23 mars 2013

PRIMAL SCREAM : Autobahn 66


Acquis par correspondance via Amazon en mars 2013
Réf : 673312 2 -- Edité par Columbia en Angleterre en 2002
Support : CD 12 cm
Titres : Autobahn 66 (Radio edit) -- Autobahn 66 (Alter Ego remix) -- Substance D (Album version) + Autobahn 66 (Vidéo)

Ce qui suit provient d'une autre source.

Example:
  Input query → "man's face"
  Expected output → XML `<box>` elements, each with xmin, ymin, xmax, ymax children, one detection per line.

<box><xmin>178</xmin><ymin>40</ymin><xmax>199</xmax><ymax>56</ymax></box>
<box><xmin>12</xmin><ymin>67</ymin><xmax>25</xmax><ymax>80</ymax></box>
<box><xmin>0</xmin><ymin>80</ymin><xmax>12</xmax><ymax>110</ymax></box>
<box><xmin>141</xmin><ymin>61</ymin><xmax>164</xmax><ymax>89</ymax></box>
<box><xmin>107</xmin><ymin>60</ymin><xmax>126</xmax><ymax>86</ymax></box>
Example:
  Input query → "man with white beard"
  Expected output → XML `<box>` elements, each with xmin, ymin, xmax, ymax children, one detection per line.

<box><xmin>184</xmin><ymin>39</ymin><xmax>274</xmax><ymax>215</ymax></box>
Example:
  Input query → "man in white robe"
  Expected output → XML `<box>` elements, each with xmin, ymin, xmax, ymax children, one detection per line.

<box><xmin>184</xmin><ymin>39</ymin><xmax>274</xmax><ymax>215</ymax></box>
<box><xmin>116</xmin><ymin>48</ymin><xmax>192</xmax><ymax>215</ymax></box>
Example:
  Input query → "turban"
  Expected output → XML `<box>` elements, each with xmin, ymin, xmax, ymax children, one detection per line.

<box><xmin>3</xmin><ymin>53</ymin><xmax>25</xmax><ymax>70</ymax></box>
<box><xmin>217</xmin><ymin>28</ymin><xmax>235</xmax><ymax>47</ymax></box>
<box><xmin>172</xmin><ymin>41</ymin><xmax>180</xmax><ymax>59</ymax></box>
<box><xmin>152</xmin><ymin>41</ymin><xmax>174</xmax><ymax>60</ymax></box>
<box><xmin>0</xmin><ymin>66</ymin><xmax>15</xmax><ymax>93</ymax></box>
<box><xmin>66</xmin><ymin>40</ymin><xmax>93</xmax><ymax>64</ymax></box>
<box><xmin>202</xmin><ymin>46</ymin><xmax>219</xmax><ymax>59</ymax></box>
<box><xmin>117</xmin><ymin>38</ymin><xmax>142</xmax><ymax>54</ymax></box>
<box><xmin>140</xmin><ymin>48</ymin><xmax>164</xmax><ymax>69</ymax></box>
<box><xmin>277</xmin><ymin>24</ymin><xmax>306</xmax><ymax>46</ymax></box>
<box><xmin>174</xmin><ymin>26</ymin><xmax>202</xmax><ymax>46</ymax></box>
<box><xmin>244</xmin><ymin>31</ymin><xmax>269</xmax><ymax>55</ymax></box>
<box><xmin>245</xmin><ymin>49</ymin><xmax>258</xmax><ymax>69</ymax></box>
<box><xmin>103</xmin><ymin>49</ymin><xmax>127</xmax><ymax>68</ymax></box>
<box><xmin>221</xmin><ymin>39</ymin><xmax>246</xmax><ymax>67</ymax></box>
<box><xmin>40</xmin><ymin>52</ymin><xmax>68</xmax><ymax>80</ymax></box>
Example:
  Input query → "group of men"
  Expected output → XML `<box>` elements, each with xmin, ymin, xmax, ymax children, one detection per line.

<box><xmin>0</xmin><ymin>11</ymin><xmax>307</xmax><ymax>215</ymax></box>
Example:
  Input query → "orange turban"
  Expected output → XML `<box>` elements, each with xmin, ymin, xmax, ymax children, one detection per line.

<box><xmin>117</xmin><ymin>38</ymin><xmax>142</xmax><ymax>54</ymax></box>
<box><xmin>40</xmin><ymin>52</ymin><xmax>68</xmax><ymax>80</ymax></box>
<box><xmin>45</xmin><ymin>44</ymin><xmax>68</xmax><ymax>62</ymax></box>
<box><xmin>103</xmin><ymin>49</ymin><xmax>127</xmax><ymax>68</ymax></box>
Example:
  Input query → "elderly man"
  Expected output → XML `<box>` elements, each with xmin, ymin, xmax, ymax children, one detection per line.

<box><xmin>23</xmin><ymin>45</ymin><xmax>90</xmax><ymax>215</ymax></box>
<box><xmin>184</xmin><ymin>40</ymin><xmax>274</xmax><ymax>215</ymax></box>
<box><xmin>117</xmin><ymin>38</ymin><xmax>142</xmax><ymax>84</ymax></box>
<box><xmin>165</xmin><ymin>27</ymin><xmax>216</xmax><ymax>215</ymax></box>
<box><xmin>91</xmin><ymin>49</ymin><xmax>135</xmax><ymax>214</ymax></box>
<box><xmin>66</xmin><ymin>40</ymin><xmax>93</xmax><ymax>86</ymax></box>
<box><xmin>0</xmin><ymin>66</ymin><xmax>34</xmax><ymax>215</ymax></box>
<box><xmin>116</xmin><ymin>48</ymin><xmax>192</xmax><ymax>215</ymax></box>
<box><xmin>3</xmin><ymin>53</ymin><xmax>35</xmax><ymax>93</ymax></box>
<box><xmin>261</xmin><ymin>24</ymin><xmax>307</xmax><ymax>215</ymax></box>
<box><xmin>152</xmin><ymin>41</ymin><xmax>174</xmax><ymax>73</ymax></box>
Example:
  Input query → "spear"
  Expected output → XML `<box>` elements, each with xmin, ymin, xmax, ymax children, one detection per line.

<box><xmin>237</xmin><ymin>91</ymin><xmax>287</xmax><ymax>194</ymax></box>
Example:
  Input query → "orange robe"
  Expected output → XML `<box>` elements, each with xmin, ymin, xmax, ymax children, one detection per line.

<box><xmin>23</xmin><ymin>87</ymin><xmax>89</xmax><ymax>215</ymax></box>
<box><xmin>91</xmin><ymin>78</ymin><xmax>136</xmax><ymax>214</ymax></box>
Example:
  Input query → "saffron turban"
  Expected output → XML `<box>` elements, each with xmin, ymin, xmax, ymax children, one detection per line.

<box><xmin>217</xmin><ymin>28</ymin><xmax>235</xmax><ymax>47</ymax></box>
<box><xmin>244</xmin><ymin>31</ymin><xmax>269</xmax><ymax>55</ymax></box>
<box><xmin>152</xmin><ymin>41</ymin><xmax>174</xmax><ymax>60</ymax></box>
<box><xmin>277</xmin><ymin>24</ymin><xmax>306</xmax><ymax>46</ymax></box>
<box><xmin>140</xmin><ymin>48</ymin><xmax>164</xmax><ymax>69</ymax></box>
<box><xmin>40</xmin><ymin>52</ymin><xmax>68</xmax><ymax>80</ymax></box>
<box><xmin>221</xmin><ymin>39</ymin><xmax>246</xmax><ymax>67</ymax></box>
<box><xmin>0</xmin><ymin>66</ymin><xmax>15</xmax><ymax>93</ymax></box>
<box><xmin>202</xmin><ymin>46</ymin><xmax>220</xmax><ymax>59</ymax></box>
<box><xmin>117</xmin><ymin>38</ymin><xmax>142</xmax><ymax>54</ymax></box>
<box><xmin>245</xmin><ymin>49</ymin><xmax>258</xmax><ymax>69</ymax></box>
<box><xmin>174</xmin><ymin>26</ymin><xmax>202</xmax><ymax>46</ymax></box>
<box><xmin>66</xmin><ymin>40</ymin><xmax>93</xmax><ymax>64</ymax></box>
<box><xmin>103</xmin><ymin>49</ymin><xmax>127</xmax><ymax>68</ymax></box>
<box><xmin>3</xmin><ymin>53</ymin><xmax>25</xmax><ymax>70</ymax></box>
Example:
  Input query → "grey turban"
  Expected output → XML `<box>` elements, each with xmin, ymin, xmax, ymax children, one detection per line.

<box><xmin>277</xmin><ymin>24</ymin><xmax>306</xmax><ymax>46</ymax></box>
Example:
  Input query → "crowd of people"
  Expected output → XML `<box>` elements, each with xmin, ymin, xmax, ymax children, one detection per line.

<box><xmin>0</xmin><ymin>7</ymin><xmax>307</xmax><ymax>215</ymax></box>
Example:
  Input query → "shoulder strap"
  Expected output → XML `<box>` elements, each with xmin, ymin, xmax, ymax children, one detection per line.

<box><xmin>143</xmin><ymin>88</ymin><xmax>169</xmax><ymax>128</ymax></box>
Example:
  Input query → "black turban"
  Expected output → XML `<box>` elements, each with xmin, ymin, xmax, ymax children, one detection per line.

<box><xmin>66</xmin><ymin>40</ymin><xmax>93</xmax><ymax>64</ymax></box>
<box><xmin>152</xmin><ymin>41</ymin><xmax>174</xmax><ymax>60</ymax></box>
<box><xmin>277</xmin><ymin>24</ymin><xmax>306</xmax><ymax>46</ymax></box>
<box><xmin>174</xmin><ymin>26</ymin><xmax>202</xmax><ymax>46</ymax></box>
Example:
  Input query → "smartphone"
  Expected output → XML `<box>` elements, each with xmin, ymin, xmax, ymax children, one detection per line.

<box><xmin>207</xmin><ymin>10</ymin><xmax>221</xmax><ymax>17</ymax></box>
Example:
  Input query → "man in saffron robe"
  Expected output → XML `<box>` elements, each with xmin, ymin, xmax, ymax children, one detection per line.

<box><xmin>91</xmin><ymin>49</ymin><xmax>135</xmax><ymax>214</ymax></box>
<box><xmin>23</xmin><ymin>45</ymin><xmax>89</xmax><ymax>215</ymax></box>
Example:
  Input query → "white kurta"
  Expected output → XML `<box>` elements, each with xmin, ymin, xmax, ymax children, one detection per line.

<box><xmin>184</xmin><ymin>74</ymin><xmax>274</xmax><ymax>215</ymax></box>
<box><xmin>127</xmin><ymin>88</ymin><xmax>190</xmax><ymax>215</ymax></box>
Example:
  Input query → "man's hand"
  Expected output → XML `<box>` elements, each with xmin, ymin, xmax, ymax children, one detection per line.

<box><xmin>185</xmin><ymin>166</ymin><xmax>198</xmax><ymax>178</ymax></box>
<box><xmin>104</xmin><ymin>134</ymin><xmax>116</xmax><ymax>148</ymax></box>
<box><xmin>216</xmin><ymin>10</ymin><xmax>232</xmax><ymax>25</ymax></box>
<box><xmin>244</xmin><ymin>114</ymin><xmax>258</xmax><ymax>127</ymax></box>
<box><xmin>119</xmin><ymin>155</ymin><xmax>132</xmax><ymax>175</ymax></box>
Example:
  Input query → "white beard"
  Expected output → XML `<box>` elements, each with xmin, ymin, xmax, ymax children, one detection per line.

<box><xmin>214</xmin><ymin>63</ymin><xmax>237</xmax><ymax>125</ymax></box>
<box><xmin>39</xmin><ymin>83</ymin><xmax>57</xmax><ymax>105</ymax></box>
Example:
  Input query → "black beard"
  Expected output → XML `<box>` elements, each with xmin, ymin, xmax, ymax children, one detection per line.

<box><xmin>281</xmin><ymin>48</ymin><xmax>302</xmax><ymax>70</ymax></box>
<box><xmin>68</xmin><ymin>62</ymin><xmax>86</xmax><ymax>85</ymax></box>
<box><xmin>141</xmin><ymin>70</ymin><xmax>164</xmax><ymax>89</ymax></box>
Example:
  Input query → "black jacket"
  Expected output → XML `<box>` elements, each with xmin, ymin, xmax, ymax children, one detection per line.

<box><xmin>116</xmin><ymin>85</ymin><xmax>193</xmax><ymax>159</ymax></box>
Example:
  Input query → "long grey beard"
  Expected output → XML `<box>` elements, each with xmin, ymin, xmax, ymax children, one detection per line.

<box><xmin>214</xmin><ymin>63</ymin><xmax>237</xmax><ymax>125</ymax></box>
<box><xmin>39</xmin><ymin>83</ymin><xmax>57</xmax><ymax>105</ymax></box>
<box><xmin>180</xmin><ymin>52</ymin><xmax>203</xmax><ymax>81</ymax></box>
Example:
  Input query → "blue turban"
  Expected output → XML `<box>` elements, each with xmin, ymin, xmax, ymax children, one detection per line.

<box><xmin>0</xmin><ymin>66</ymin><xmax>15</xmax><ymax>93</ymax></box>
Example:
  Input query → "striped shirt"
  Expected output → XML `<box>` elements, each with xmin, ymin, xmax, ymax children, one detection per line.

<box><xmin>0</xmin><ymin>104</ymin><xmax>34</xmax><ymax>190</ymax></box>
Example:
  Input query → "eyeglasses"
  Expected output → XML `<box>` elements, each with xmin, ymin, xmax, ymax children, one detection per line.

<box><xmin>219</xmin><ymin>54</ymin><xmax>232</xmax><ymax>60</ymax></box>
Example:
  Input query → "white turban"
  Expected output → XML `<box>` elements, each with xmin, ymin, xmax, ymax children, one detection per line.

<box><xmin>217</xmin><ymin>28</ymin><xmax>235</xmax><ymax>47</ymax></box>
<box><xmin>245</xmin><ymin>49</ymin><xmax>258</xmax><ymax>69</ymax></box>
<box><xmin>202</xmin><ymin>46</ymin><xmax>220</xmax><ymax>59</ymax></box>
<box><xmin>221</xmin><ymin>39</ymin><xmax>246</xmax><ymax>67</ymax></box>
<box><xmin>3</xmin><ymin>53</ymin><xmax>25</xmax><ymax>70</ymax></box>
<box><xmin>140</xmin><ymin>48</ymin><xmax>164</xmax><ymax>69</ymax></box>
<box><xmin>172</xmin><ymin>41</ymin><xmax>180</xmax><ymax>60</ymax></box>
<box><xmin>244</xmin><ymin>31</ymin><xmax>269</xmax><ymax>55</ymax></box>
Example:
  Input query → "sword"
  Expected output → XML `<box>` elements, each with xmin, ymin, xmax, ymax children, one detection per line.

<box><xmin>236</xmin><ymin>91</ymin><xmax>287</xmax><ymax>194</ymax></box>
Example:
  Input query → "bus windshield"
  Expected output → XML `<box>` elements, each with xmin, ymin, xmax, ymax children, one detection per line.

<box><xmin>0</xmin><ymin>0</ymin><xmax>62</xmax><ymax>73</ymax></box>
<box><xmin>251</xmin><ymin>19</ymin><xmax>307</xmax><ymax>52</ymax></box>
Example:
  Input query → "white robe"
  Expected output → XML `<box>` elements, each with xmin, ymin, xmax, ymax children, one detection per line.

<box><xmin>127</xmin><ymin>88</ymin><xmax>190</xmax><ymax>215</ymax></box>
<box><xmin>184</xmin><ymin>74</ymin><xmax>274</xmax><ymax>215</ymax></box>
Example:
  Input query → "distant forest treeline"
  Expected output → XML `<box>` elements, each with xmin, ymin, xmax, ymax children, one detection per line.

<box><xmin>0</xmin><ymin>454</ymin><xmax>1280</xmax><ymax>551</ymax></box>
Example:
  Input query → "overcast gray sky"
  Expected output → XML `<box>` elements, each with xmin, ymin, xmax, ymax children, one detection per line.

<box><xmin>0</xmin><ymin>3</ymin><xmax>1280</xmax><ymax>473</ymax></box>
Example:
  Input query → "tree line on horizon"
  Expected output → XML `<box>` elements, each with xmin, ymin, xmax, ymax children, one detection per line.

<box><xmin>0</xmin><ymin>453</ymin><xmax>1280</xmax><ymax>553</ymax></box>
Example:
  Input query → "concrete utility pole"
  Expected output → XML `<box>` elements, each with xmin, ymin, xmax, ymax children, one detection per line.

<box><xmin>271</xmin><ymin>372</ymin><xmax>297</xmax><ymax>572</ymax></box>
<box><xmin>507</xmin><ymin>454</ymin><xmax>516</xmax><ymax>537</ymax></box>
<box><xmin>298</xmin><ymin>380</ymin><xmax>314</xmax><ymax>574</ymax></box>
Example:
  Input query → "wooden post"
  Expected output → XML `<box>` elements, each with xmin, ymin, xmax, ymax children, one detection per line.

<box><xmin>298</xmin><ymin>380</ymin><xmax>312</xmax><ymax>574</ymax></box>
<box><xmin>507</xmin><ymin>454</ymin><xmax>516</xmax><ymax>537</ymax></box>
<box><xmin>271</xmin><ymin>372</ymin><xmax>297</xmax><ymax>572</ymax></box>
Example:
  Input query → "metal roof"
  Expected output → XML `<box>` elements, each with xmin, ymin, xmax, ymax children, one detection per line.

Toute la presse spécialisée fait actuellement le compte à rebours avant la sortie en mai d'un nouvel album de Primal Scream, More light, attente ponctuée par la diffusion des singles 2013 et It's alright, it's OK. Pour ma part, je jetterai volontiers une oreille sur ce disque quand j'en aurais l'occasion mais je suis tout sauf impatient vue la qualité très irrégulière des albums du groupe.
En fait, je n'achète plus les disques de Primal Scream à leur sortie depuis Vanishing Point/Echo dek. Au fil du temps, je me suis procuré XTRMNTR, l'ultime disque publié par Creation et j'ai écouté les deux singles extraits de Riot city blues, ce qui m'a dissuadé d'aller plus loin. Quand je suis tombé à l'automne dernier sur un exemplaire soldé à 50 pence de Beautiful future, leur album de 2008, j'ai réalisé que j'avais carrément zappé l'existence même de ce disque. Je l'ai acheté et écouté une fois et je ne sais pas quand j'aurais envie de tenter une deuxième écoute tant le disque m'a paru anodin.
Je garde par contre plutôt un bon souvenir d'Evil heat, l'album de 2002, que j'ai eu l'occasion d'écouter quelques temps après sa sortie, et j'avais particulièrement apprécié Autobahn 66, ce qui m'a poussé à le commander en single.
Le titre d'abord est très bien trouvé. J'ai toujours assumé qu'il s'agissait d'un amalgame faisant référence à la fois à l'Autobahn de Kraftwerk et au classique (Get your kicks on) Route 66, joué par tout le monde de Nat King Cole à Depeche Mode en passant par Chuck Berry et les Rolling Stones. Je ne me pense pas me tromper, même si j'ai été surpris d'apprendre qu'il existe effectivement une Bundesautobahn 66 en Allemagne. Les paroles sont, comme souvent chez Primal Scream, de la guimauve sans conséquence et ne pointent pas en tout cas vers l'une ou l'autre des deux autres chansons. Musicalement, par contre, ça débute par une séquence synthétique et mélodique qui ne peut dans ce contexte qu'évoquer Kraftwerk, mais Autobahn 66 ne se réduit pas à un ersatz du groupe allemand, comme l'était le clin d'oeil de Supermarket, puisqu'au bout de quelques secondes on retrouve les tonalités pop-psyché qui sont la marque de fabrique de Primal Scream.
Pour cette version single, le titre est réduit de près de moitié mais je l'aime toujours bien. Le remix par Alter Ego rajoute un beat et enlève toute connotation kraftwerkienne. Comme souvent, il n'apporte pas grand chose d'intéressant au titre original. Il s'enchaîne parfaitement par contre avec Substance D, dont on nous dit qu'il s'agit de la version album alors que ce titre ne figurait qu'en bonus de l'édition japonaise de l'album. Il s'agit en fait d'un remix d'A scanner darkly par Andrew Weatherall, co-producteur de l'album sous la bannière des Two Lone Swordsmen, et les deux titres font référence à un roman de Philip K. Dick.
La vidéo jointe au disque n'en dit pas plus que les paroles, mais au bout du compte on a un single de Primal Scream de bonne tenue. La tête de mort sur la pochette est une oeuve de Karlheinz Steinberger de 1962, qui était aussi l'un des éléments de la pochette d'Evil heat.